29 January 2010

Chabon's World

Sometimes one walks into a bookshop and a book catches one's eye. You have never heard of the author, you flip through a few pages and are hooked. Then you take it home and devour it over your weekly commute and before long you suspect you will be living with a few more of the author's books. Something much like this happened to me when I picked up Michael Chabon's collection of short stories, A Model World, a few weeks ago.

It turns out the man is something of a literary superstar and one half of a - ahem - model writing couple.

A Model World is an early book of Chabon's. The stories in the first section, A Model World, are disparate. Section 2, A Lost World, follows Nathan Shapiro through the aftermath of his parents' divorce. Chabon's stories are loose, shambolic and yet perfectly structured. Through them course many elements of pop culture and literary nods.

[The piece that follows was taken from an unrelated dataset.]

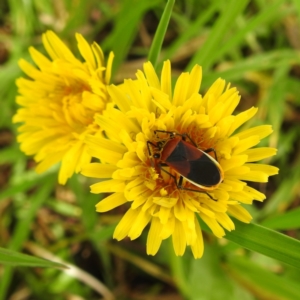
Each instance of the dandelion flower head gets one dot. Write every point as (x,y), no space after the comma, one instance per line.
(59,101)
(148,105)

And here's the thing, the stories themselves do not always engage or ring true. Even in the straightforward chronicle of A Lost World, at some point you disengage with the characters even though Chabon is so very good at creating the world of childhood and adolescence in the midst of changes it does not fully understand. Yet you are utterly charmed. It is a collection where the persona of the author looms larger than anything the stories might have to say (and inspite of the aforesaid disengagement they do have plenty to say though never in a sledgehammer way). Chabon's joy in writing, the beauty of his language (I haven't read anything in a long time where you want to copy out the sentences), the suggestion that many of the enthusiasms, interests and wistfulness in the stories (and these are many) are all his is effortlessly communicated to the reader so that you care less about the story Chabon chooses to tell than the way he tells it.

Books are expensive, unfortunately it is not always possible to maintain a book harem of an author you like. Still, I might invest in The Mysteries of Pittsburgh.